Mesmo em seu diálogo com o Concretismo, Bonvicino já podia expor uma inserção interveniente no andamento de um processo construtivo-composicional, que acaba sendo a narrativa acerca do legado criativo de uma época precisa (a segunda metade de um século e seu excedente, exponencialmente outro milênio). O trajeto do autor de Até agora nesses 35 anos de escrita torna, inclusive, mais nítida essa configuração inevitável, pluralizada, do traço de história(s), à maneira de J-L Godard, a contar das transformações das linguagens, das culturas e dos modos de produção da poesia (para fora de uma quadratura formal-evolutiva).

Mais potente e vibrante se revela essa narrativa-passagem do poeta e crítico, do tradutor e ativista da escrita, quando se tem em mira um período em que o desaparecimento e as reaparições da literatura se efetuam em face da sistematização high-tech do império informacional, audiovisual, numa escala que refaz a imagem e, também, o mapa do mundo. Tudo ocorre em simultaneidade, dissociando-se de um esquadro consecutivo-causal, entre a homogeneização de um consenso globalizante e as convulsões de um cotidiano planetário espetacularizado, mediatizado, características de uma civilização complexa, transnacionalizada. Movida pelo imperativo econômico do tecnoglobal capitalismo, assim como pela emergência de formações culturais muito diversas, em seu vórtice de divergência e disseminação pela mescla, pela pertença indiscriminada, hibridamente dada, ao presente, a face mundializada civilizatória toca em todos os pontos a poeisis em suas variantes enunciativas, criativas e operacionais.

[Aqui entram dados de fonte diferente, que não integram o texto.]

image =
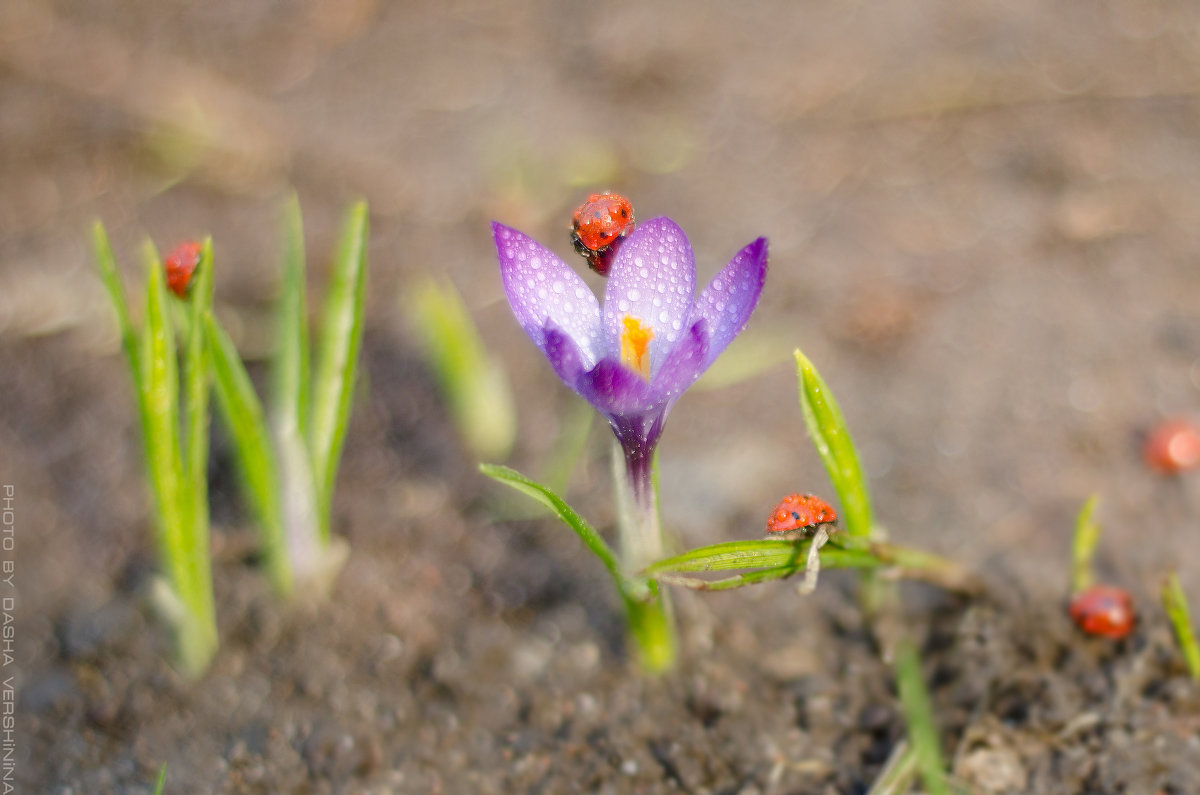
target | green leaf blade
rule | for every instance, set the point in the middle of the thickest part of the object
(1087, 536)
(1175, 603)
(827, 426)
(108, 273)
(243, 414)
(474, 386)
(291, 389)
(341, 338)
(591, 538)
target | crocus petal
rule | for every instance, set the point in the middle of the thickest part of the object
(564, 356)
(615, 389)
(684, 364)
(731, 297)
(541, 287)
(653, 279)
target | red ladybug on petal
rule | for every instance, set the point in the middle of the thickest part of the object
(1103, 610)
(1173, 447)
(180, 266)
(599, 227)
(799, 515)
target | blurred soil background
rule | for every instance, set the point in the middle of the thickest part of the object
(983, 223)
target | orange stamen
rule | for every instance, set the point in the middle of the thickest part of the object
(635, 345)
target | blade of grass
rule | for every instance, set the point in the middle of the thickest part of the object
(243, 413)
(773, 560)
(195, 631)
(919, 716)
(341, 336)
(474, 386)
(1087, 536)
(827, 426)
(898, 773)
(291, 389)
(112, 279)
(591, 538)
(1175, 602)
(196, 429)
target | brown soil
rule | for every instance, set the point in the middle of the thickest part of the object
(983, 225)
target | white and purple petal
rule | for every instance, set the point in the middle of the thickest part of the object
(543, 290)
(731, 297)
(683, 364)
(615, 389)
(653, 279)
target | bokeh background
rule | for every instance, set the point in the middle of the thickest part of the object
(982, 217)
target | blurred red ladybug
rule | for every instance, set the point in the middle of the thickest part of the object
(599, 227)
(1173, 447)
(180, 264)
(797, 515)
(1103, 610)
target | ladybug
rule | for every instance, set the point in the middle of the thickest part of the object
(180, 266)
(1103, 610)
(1173, 447)
(599, 227)
(798, 515)
(801, 515)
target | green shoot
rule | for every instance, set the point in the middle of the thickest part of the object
(919, 716)
(767, 560)
(831, 436)
(1175, 602)
(174, 435)
(243, 414)
(1087, 536)
(473, 383)
(341, 336)
(288, 462)
(898, 773)
(591, 538)
(648, 613)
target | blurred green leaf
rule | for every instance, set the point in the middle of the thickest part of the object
(591, 538)
(474, 386)
(196, 428)
(243, 414)
(919, 716)
(341, 336)
(291, 390)
(837, 449)
(1087, 536)
(184, 549)
(1175, 602)
(112, 279)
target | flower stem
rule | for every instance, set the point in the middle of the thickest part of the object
(640, 543)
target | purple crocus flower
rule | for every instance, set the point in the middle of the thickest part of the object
(634, 357)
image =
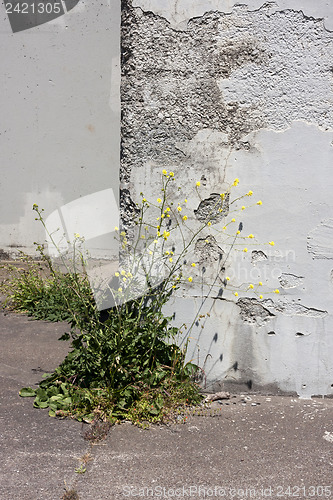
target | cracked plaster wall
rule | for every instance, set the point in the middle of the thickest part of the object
(214, 91)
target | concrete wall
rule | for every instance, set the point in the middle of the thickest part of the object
(60, 121)
(214, 90)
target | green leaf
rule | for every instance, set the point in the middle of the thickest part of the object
(27, 392)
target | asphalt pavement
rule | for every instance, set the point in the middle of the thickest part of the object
(250, 446)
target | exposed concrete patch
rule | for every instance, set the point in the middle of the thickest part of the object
(213, 208)
(4, 255)
(293, 309)
(208, 250)
(258, 256)
(290, 280)
(180, 11)
(169, 85)
(320, 240)
(252, 311)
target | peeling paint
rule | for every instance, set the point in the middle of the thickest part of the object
(290, 280)
(208, 250)
(294, 309)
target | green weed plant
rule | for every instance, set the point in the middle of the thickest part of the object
(128, 364)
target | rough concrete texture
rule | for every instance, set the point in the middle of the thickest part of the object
(215, 92)
(251, 442)
(60, 127)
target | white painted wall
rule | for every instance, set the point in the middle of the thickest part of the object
(60, 118)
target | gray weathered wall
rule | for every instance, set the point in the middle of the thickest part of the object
(213, 91)
(60, 119)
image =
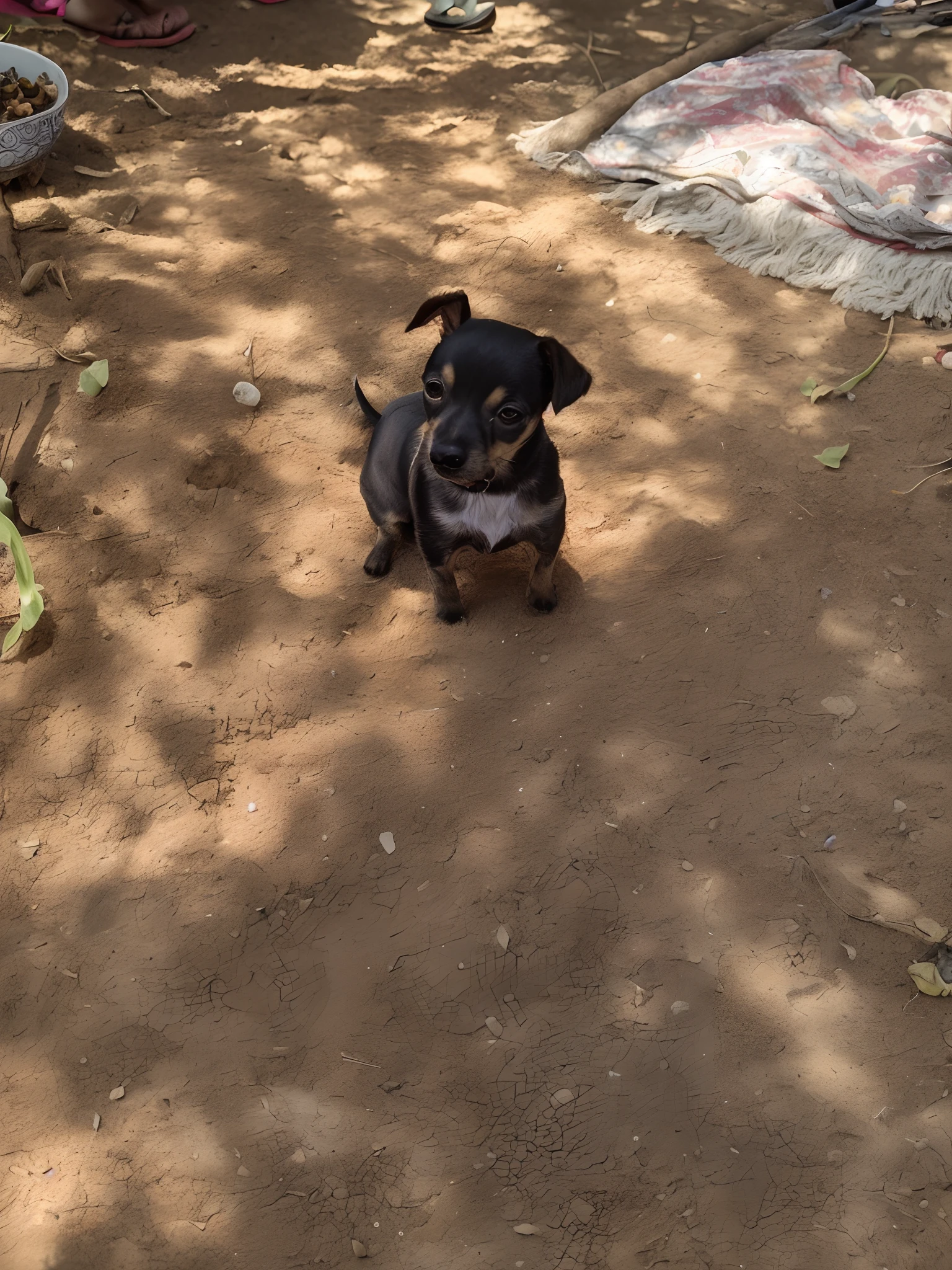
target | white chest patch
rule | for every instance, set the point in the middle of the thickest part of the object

Surpreendente é ler o potencial de exterioridade e exposição – como formula Giorgio Agamben o dimensionamento da linguagem em sua abertura ao viver-em-comum, em A comunidade que vem – engendrado pela “poesia toda” de Régis Bonvicino. É o que mais se aguça no contato com um autor aparentemente circunscrito a um círculo de procedimentos programáticos avant-garde quando de sua primeira apresentação em livro, movido que era por uma acepção experimental, experiencial, não limitada, contudo, ao discurso à la lettre, sob a demarcação de um posto conquistado avant. Pela posteriorização, por um dado de incurso tardio, o muito jovem poeta de Bicho papel e Régis Hotel se inscreve em seu momento (final da década de 1970) – no cume e na mutação subjacente ao mais novo, indissociável do trajeto concretista há mais de 20 anos do surgimento de suas linhas atomizadas de ação/progressão.

Ready Régis

Se o contrapolo de uma acepção do “literário”, adstrita à página e ao papel particular de um autor, se revelou até certo momento em sintonia com os pressupostos reconhecíveis da vanguarda, evidenciável se apresenta na estreia de Régis Bonvicino outra sinalização. Despontam outro instante, outra instância figural e recursiva no que envolve a revolução das formas e a historicidade que a permeia. É o que se dá à leitura em “Horready Mades”, por exemplo, através do margeamento concedido à palavra POESIA na lateral-exterior de um quadrado branco onde se demarca ÁREA DE SEGURANÇA. Em um compasso simultâneo de remapeamento, as balizas icônico-sintáticas de uma textualidade experimental passam por uma antievocação articulada como fragmento de voz, de ser-de-linguagem sob o influxo, porém, de uma busca depuradora, tanto paródica quanto paradoxal a vibrar dentro de uma estrita espacialidade: “Eu queria/uma poesia/Como um quarto branco/Quatro paredes/Oito cantos” (“Sem título”, p. 355).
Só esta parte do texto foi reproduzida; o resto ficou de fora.